A General Metallaphotoredox Platform for N-Alkylated Sulfoximines as Bioisosteric Building Blocks

The precise modulation of physicochemical and ADME properties is critical in drug discovery. We report a unified, mild, and broadly applicable metallaphotoredox-enabled protocol for the N-alkylation of sulfoximines, a versatile S(VI) motif gaining prominence as a bioisostere. This method overcomes limitations of previous N-substitution approaches by accommodating diverse alkyl sources, including alcohols, alkyl bromides, and carboxylic acids, under visible-light irradiation.

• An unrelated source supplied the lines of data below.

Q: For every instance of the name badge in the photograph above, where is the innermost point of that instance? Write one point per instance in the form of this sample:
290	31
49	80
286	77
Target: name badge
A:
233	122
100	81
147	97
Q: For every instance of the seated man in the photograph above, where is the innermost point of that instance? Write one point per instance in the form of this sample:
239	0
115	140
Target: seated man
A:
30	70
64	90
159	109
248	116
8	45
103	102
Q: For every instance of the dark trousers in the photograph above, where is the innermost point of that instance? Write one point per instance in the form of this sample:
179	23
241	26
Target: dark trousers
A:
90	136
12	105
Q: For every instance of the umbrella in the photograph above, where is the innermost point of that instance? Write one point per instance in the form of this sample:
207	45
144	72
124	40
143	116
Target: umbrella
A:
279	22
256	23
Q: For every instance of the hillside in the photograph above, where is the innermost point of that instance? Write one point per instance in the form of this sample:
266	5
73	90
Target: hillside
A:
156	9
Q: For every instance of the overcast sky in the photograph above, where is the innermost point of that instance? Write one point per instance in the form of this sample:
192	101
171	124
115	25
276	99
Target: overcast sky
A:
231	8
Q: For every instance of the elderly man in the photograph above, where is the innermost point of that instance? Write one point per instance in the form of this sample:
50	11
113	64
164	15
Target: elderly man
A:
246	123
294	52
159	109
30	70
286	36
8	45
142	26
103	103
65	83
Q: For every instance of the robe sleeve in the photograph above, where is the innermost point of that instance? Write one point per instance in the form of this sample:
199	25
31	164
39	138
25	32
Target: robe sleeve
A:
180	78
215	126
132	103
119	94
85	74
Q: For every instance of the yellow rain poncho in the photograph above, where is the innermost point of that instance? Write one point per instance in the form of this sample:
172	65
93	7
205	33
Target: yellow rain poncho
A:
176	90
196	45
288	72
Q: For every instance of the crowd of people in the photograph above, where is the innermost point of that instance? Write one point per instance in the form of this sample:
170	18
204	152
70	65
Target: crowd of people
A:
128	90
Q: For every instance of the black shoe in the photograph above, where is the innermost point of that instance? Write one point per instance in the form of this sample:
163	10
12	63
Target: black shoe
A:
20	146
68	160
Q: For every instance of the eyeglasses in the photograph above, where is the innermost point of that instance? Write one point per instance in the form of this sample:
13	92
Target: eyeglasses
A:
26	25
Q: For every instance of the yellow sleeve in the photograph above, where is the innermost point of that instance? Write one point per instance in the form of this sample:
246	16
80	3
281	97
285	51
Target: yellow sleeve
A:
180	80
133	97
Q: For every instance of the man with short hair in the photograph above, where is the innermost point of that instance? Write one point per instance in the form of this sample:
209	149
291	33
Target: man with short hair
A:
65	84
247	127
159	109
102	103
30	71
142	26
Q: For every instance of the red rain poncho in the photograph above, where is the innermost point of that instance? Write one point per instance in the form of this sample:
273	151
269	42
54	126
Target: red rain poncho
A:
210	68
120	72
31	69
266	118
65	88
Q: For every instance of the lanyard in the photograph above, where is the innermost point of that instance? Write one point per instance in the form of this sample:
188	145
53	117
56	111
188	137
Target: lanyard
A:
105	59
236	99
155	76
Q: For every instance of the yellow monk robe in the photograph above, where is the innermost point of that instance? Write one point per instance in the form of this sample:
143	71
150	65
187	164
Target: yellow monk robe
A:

The strategy features high functional group tolerance and offers efficient access to both primary and secondary N-alkyl sulfoximines. Its utility is showcased through the late-stage functionalization of pharmacologically active compounds, natural product derivatives, and short peptides, enabling rapid access to novel analogues with enhanced structural diversity. Furthermore, we demonstrate the strategic coupling of bicyclo[1.1.1]pentyl moieties with sulfoximines to achieve a synergistic bioisosteric design. A preliminary drug optimization campaign, exemplified by an atuveciclib analogue, highlights the platform's potential for improving key ADME properties such as lipophilicity and cellular permeability, underscoring its value for lead diversification and refinement in medicinal chemistry.